SAP Aktie: Kartellverfahren ohne Bußgeld beendet
SAP beendet EU-Kartellverfahren ohne Bußgeld und verhängt Einstellungsstopp zur Finanzierung der KI-Transformation.

Kurz zusammengefasst
- EU-Kommission akzeptiert SAP-Zusagen
- Milliardenstrafen durch Einigung abgewendet
- Strikter Einstellungsstopp für Nicht-KI-Stellen
- Quartalszahlen am 23. Juli erwartet
SAP schließt einen jahrelangen Kartellstreit mit der EU-Kommission ab. Gleichzeitig fährt der Konzern beim Personal einen strikten Sparkurs. Die Aktie reagiert am Freitag mit vorsichtigem Optimismus.
Das Papier notiert bei 139,52 Euro und legt um 0,78 Prozent zu. Damit bleibt SAP nur 6,67 Prozent über dem 52-Wochen-Tief von 130,80 Euro, erreicht am 25. Juni 2026. Seit Jahresbeginn steht dennoch ein Minus von 30,93 Prozent zu Buche.
Einigung mit EU-Kommission beendet Kartellverfahren
Am Donnerstag hat die Europäische Kommission die Verpflichtungszusagen von SAP offiziell akzeptiert. Das Kartellverfahren ist damit ohne Bußgeld beendet. Im Zentrum standen wettbewerbsrechtliche Bedenken zu Wartungs- und Supportleistungen für lokal installierte ERP-Systeme.

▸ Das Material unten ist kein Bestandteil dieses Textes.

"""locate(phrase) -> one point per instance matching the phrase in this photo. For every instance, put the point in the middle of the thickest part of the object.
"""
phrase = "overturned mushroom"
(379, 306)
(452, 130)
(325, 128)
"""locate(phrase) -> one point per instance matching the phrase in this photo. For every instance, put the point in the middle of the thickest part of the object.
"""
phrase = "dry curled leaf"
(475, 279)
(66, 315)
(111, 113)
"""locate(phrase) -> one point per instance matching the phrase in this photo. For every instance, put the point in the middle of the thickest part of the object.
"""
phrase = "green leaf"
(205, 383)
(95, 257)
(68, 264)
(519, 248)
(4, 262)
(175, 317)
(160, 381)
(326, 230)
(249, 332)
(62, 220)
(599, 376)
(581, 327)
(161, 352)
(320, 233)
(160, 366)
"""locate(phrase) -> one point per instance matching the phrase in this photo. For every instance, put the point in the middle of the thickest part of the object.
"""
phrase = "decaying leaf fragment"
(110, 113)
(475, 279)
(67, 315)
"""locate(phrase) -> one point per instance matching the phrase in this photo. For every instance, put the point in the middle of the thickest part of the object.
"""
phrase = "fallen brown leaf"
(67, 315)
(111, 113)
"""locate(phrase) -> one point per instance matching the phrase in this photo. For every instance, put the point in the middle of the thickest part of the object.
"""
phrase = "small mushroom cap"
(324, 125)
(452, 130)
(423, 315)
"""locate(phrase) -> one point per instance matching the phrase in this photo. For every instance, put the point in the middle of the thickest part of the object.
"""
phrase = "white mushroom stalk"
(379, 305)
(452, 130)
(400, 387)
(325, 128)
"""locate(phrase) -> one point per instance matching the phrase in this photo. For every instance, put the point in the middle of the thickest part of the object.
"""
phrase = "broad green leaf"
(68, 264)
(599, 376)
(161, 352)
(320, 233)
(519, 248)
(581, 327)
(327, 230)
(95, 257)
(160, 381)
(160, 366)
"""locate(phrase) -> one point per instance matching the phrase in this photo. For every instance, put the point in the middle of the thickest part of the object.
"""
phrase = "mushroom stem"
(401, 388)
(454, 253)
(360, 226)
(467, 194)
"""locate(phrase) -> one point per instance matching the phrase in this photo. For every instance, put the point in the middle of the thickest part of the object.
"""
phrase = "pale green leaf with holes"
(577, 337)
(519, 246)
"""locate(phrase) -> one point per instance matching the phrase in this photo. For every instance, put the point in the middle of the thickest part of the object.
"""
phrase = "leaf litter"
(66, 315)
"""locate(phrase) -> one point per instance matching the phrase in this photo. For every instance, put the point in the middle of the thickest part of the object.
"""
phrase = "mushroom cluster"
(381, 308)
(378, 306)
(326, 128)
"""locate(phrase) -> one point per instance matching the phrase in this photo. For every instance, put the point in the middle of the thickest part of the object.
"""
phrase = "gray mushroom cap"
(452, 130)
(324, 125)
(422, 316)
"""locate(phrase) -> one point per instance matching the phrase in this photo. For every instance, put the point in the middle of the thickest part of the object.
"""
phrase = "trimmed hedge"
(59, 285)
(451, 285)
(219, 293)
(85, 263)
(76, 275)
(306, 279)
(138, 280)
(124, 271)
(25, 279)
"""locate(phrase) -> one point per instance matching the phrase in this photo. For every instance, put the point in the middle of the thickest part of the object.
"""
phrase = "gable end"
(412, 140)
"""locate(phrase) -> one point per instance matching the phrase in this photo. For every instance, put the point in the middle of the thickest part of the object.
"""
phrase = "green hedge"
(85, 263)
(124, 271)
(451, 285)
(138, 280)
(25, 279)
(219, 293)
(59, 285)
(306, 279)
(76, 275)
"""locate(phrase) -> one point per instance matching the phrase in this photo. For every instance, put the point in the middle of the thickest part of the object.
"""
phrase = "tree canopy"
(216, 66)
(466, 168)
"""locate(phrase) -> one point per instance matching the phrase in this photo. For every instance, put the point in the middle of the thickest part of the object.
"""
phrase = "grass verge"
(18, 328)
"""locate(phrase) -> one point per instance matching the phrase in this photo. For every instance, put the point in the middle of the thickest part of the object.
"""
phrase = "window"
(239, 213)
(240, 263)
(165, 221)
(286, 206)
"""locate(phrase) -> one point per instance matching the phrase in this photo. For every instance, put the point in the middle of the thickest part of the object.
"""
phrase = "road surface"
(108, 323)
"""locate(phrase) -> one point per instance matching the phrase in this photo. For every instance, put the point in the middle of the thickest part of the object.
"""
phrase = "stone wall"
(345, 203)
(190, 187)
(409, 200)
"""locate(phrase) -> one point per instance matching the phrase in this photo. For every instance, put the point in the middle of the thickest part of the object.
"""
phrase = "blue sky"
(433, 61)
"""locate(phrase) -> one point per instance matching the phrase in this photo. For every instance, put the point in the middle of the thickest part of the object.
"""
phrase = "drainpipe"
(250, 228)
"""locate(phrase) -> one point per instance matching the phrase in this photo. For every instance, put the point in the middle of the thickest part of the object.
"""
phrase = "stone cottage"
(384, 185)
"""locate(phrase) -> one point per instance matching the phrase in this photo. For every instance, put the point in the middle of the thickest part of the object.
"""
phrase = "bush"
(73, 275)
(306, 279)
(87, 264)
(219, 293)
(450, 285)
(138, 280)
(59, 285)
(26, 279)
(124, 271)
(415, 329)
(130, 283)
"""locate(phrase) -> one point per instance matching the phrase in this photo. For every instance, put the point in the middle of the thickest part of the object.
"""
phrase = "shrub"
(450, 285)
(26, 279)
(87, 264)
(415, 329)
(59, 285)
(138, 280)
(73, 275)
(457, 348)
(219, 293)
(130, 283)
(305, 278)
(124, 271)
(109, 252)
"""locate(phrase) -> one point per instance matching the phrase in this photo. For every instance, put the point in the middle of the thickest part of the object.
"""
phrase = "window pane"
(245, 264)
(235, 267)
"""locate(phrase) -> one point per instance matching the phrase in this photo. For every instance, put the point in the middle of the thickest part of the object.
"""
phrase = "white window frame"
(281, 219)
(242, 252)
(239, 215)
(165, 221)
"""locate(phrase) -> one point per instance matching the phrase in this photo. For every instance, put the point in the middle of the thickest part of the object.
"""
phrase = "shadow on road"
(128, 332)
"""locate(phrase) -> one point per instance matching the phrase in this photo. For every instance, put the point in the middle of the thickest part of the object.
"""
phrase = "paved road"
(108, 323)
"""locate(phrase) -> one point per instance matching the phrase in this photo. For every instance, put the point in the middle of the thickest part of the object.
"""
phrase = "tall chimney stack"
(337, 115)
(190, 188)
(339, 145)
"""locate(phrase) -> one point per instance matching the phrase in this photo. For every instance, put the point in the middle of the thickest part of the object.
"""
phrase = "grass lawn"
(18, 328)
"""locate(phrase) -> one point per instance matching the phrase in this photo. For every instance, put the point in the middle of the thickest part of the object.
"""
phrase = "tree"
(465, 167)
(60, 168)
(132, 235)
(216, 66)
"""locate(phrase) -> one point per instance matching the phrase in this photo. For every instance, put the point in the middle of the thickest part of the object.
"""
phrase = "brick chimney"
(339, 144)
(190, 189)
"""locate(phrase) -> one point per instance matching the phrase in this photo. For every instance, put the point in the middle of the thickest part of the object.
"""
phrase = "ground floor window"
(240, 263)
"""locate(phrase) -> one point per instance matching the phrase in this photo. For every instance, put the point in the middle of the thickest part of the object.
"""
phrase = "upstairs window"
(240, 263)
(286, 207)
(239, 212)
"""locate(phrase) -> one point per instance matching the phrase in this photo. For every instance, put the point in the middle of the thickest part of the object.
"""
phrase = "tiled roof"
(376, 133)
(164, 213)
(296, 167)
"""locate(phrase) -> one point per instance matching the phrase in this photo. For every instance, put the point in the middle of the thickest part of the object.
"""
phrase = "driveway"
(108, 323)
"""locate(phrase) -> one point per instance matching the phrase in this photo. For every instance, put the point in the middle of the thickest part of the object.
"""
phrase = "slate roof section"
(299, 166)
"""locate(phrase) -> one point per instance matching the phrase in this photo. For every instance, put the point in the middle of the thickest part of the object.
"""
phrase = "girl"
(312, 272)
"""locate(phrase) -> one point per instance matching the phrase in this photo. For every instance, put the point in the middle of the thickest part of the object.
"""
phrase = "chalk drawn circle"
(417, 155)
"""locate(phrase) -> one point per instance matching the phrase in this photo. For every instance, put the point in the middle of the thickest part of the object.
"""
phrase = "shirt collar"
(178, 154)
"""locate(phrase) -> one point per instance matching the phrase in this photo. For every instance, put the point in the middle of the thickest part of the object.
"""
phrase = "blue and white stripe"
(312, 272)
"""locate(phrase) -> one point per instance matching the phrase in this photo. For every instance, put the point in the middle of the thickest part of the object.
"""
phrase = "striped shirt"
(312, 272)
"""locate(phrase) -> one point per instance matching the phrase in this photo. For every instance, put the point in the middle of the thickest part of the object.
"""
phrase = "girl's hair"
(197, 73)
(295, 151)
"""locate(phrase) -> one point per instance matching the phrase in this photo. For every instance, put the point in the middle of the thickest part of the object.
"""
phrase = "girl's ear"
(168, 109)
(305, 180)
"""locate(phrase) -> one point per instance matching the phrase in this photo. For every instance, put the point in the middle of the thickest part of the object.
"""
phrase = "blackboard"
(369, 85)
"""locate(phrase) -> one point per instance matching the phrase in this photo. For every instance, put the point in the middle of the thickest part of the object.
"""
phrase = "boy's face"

SAP macht dafür weitreichende Zugeständnisse. Kunden können ihre SAP-Landschaften künftig einfacher aufteilen und unterschiedliche Wartungsanbieter wählen. Auch die Kündigungsbedingungen für Lizenzen lockert der Konzern, etwa bei Personalabbau oder Unternehmensverkäufen.
Für SAP fällt damit ein erhebliches rechtliches Risiko weg. Potenzielle Milliardenstrafen sind vom Tisch. Marktteilnehmer werten die Einigung als positives Signal für die operative Planungssicherheit.
Einstellungsstopp und neue Führung für den KI-Umbau
Parallel zur rechtlichen Entlastung treibt SAP den Umbau zur „Autonomous Enterprise“ voran. Seit dem 1. Juli 2026 hat der Konzern seine Führungsstruktur neu geordnet. Zwei Kernbereiche übernehmen das operative Geschäft.
Philipp Herzig leitet die neue Business AI Platform. Sie bündelt die technologische KI-Basis für das gesamte Portfolio. Manoj Swaminathan verantwortet die Autonomous Suite mit KI-Anwendungen für Finanzen, Lieferkette und Personalwesen.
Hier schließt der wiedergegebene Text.